I am very happy to share that I just put signed copies of my newest book Sew + Quilt for sale in my Etsy shop. Sew + Quilt is my favorite book I’ve ever written and I hope it inspires you, or a friend or family member, to try something new!
I wanted to share a few of my favorite projects from the book! Clockwise from the top in the photos above: Birthday mini; Flying in Pairs; Sunlight baby quilt and several pillows and minis; my sketchbook with all my book sewing and quilting; Floating Crosses; and my Joys and Sorrows wedding quilt.
If you’d like a copy of Sew + Quilt personalized to you or to someone special as a gift, please let me know and I’d be glad to write a message. Just click “add your personalization” (which I highlighted above with a few colorful stars!) and type in the name or special dedication you’d like in the drop-down menu. If you’d like to share more details on personalizing the book, please message me or write a note to seller on Etsy. Media mail shipping in the U.S. is included at no charge.
I was very honored that my Floating Crosses from Sew + Quilt was also included in “A Stitch in Time,” an absolutely wonderful article about Oregon quilt history and makers’ creativity in the Oregonian recently, as part of Portland Textile Month. Thank you to my friend MaryLou for sending me a paper copy so I could see it in print, which was lovely!
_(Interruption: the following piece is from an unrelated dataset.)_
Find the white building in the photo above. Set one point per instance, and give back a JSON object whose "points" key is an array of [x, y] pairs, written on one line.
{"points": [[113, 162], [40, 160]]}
You can read the entire article here (as a PDF):
Thank you so much to Mims Copeland and Janet Eastman for including my quilt in such a special feature! I was very humbled to have my work shown alongside the story of the incredible Afro-American Bicentennial Heritage Quilt, made by Jeanette Gates and 14 other Black women artists in Portland over several years in the 1970s.
Finished for the Bicentennial celebrations in 1976, the quilt “reflects 500 years of America’s Black history not seen in textbooks,” as historian Mary Bywater Cross describes. This stunning 30-block collaborative quilt, a piece of living history, is now in the permanent collection of the Oregon Historical Society. After it was stolen and found damaged by rain last month, it is being carefully restored by textile conservationists. It will be a joy to see it displayed in the museum again.